Interbank Credit Card Fees Face Cap in Europe

     (CN) – Europe’s payment market saw sweeping changes Wednesday that aim to end persistent and excessive interbank fees major credit card companies charge.
     Earlier this year, the European Commission announced it would probe whether Mastercard stifles competition by charging interbank fees to foreign tourists shopping in the EU. Europe’s highest court is even now considering Mastercard’s challenge to the commission’s 2007 ban of such fees for cross-border transactions.
     A similar investigation into Visa’s practices led commissioners to initiate the new scheme, which will eventually cap the fees – known in Europe as interchange fees – to 0.2 percent of transaction value for debit cards and 0.3 percent for credit cards. The cap exempts all business, American Express and Diner’s Club cards, but new rules enable retailers to either charge those customers with those cards a fee or refuse to accept them at all.
     “Interchange fees are included in the retailers’ costs of receiving card payments and are ultimately paid by consumers through higher retail prices,” the commission said in a statement. “They are unseen by consumers but cost retailers and ultimately consumers tens of billions of euros every year. The level of the interchange fees varies widely between the member states, which suggests that they do not have a clear justification and create an important barrier between the national payment markets.”

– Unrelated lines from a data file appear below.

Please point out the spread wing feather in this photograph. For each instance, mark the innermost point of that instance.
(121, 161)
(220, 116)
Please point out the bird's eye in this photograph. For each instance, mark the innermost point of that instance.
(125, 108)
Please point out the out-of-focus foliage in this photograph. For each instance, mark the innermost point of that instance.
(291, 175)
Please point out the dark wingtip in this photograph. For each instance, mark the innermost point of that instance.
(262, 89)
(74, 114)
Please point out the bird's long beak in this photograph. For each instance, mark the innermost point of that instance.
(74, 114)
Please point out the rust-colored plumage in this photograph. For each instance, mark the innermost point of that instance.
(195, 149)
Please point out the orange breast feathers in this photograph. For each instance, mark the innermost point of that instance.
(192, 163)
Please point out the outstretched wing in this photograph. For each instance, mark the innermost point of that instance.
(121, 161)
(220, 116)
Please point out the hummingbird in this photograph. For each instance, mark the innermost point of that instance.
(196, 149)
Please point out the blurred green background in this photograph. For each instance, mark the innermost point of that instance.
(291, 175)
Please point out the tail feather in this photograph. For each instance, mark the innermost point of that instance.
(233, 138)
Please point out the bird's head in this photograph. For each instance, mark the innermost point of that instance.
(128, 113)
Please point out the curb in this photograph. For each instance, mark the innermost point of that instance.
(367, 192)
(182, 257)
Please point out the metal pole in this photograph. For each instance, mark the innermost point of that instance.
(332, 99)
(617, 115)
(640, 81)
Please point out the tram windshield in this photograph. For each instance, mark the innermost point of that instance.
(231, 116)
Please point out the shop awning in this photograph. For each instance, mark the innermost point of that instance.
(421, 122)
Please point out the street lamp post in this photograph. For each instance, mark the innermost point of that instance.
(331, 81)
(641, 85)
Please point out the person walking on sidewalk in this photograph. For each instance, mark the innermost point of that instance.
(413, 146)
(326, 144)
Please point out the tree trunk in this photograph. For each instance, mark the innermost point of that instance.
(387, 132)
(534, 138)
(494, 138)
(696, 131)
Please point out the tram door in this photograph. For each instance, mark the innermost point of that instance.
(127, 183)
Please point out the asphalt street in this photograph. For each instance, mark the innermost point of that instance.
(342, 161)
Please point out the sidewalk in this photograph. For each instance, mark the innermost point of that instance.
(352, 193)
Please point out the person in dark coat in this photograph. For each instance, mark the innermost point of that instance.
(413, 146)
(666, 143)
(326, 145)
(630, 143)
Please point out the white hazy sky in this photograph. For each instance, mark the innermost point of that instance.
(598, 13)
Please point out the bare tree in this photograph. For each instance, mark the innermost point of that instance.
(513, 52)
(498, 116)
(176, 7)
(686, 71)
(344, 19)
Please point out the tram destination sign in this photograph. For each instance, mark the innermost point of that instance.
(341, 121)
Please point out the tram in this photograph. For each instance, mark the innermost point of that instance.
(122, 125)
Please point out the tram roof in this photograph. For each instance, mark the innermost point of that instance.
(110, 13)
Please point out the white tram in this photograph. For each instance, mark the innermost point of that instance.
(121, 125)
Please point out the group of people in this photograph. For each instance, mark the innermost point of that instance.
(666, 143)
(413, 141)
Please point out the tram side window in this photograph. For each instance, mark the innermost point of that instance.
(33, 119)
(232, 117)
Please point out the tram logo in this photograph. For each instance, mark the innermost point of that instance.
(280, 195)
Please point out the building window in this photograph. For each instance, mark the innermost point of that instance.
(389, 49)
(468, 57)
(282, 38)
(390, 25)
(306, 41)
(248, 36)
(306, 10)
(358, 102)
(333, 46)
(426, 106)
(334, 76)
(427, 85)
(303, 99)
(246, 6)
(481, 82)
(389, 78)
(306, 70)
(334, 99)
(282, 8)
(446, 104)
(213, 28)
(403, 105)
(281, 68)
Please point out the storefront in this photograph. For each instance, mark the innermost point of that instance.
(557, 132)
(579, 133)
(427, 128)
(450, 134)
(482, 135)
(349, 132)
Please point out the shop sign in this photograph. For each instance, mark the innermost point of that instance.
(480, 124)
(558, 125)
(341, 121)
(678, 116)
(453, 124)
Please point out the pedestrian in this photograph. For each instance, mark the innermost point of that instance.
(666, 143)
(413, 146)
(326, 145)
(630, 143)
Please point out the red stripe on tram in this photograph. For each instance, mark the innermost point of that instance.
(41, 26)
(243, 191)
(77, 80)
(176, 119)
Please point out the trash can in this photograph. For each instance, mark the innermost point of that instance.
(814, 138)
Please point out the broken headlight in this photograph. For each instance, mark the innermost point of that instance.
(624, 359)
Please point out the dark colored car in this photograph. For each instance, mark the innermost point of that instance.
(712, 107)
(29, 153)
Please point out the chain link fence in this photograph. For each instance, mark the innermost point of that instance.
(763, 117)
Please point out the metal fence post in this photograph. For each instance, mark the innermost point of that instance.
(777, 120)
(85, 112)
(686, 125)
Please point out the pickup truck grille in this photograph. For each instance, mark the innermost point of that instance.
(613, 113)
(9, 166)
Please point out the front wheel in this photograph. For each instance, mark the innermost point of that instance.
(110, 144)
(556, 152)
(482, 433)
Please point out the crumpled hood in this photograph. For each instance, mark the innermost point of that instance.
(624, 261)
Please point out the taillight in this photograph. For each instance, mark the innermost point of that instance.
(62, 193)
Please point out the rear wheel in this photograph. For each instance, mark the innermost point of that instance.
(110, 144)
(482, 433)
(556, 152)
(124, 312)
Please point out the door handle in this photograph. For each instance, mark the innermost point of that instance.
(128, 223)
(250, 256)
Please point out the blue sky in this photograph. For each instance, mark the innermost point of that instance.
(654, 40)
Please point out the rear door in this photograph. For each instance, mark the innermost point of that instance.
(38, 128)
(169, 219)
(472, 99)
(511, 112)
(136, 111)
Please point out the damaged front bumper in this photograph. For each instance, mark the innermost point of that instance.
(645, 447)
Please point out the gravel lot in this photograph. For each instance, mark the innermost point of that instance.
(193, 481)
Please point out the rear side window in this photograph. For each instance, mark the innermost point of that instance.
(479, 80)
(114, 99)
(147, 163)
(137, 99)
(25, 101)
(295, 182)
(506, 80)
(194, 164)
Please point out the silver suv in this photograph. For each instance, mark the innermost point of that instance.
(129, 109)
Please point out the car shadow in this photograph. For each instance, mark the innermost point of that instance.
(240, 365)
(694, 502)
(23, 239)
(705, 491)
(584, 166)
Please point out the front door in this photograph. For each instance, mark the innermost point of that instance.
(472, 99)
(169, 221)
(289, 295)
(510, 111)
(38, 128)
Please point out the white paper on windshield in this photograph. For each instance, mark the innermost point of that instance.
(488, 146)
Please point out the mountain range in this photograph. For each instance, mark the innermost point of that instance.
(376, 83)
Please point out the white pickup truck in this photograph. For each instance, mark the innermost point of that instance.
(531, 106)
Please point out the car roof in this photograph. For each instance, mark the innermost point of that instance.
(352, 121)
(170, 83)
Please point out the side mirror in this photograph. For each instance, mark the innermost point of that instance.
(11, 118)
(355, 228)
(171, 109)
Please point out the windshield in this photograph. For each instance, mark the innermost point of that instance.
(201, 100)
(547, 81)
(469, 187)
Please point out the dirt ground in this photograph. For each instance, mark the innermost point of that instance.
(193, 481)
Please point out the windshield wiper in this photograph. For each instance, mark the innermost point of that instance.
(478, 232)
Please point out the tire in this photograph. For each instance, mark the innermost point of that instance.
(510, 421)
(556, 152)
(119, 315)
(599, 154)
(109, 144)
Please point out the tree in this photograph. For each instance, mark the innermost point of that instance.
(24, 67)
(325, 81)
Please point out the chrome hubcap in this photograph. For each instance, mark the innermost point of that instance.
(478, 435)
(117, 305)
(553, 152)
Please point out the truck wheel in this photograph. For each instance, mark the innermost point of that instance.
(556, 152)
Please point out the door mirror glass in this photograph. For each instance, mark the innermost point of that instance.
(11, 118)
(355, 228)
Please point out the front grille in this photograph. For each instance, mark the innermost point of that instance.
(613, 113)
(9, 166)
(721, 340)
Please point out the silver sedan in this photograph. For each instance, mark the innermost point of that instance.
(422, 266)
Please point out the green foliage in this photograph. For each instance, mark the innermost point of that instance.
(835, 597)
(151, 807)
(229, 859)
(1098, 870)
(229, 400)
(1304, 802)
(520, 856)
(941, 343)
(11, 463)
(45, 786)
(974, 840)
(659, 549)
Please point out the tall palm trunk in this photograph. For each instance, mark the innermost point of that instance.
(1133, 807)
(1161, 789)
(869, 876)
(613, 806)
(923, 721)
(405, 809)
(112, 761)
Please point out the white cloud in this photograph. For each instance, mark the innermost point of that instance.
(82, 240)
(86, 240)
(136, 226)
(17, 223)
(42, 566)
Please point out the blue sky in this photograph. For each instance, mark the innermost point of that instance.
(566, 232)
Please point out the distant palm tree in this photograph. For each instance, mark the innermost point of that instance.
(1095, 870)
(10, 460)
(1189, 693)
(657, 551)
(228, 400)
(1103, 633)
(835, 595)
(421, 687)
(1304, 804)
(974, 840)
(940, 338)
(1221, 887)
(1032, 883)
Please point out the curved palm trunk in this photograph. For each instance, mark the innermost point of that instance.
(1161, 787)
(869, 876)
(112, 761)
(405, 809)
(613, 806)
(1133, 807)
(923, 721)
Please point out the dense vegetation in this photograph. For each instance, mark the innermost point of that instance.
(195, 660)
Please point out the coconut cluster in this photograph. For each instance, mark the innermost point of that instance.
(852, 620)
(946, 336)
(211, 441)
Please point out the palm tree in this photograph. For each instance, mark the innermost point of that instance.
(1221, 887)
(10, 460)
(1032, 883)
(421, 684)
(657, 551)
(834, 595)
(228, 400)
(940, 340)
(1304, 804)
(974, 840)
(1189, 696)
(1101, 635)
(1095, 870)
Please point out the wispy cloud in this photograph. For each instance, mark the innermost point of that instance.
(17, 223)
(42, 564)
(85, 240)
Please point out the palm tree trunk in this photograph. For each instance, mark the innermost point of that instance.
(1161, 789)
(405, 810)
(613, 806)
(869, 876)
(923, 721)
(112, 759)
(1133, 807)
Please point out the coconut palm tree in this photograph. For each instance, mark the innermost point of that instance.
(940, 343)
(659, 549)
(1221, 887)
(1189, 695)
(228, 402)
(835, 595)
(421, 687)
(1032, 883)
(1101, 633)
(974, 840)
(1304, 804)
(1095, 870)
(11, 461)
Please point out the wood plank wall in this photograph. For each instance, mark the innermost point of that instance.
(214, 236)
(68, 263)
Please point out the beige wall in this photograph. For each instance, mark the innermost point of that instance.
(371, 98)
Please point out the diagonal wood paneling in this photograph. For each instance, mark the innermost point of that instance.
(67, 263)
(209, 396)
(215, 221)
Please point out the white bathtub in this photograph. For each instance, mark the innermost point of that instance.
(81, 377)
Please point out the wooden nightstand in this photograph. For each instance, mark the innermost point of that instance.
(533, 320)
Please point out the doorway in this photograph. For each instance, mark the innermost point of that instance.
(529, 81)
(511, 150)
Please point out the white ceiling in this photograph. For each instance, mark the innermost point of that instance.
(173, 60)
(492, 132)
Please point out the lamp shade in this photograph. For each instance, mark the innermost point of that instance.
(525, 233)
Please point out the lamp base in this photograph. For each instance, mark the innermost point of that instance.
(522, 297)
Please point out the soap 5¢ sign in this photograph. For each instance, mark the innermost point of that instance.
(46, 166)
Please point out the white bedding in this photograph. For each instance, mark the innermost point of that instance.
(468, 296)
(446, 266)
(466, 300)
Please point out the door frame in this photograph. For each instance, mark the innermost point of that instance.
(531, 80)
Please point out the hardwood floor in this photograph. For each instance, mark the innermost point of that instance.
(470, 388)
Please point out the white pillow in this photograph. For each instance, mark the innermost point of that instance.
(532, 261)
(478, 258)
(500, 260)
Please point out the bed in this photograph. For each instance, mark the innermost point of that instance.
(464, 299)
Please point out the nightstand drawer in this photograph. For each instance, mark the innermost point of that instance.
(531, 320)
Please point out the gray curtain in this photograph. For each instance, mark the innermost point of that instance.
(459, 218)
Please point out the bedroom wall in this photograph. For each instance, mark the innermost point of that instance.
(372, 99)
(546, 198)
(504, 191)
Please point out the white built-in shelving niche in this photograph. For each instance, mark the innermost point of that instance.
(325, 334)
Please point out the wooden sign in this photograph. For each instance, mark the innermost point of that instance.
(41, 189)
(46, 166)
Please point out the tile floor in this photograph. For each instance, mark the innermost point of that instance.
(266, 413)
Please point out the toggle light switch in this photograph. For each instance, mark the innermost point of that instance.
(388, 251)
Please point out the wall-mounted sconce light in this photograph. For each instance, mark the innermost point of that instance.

     Joaquin Almunia, the commission vice president in charge of competition, noted that consumers are left holding the tab for the interchange fees retailers pay.
     “Not only are consumers generally unaware of this, they are even encouraged through reward systems to use the cards that provide their banks with the highest revenues,” Almunia said in a statement. “Complementing the enforcement of antitrust rules, the regulation capping interchange fees will prevent excessive levels of these fees across the board. A level playing field will be created for payment services providers, new players will be able to enter the market and offer innovative services, retailers will make big savings by paying lower fees to their banks, and consumers will benefit through lower retail prices.”
     The new plan also regulates the burgeoning market of payment initiation services – like Paypal in the United States – that operate between the merchant and the purchaser’s bank to allow for cheap and fast payments without the use of a credit card. Regulators urged these new services to step up their security by adding “strong customer authentication for payments.”
     Consumers should find the scheme better protects them against fraud and disputed payments, the commission said. The plan also lowers consumer liability from about $200 to $66 in the event of an unauthorized credit purchase.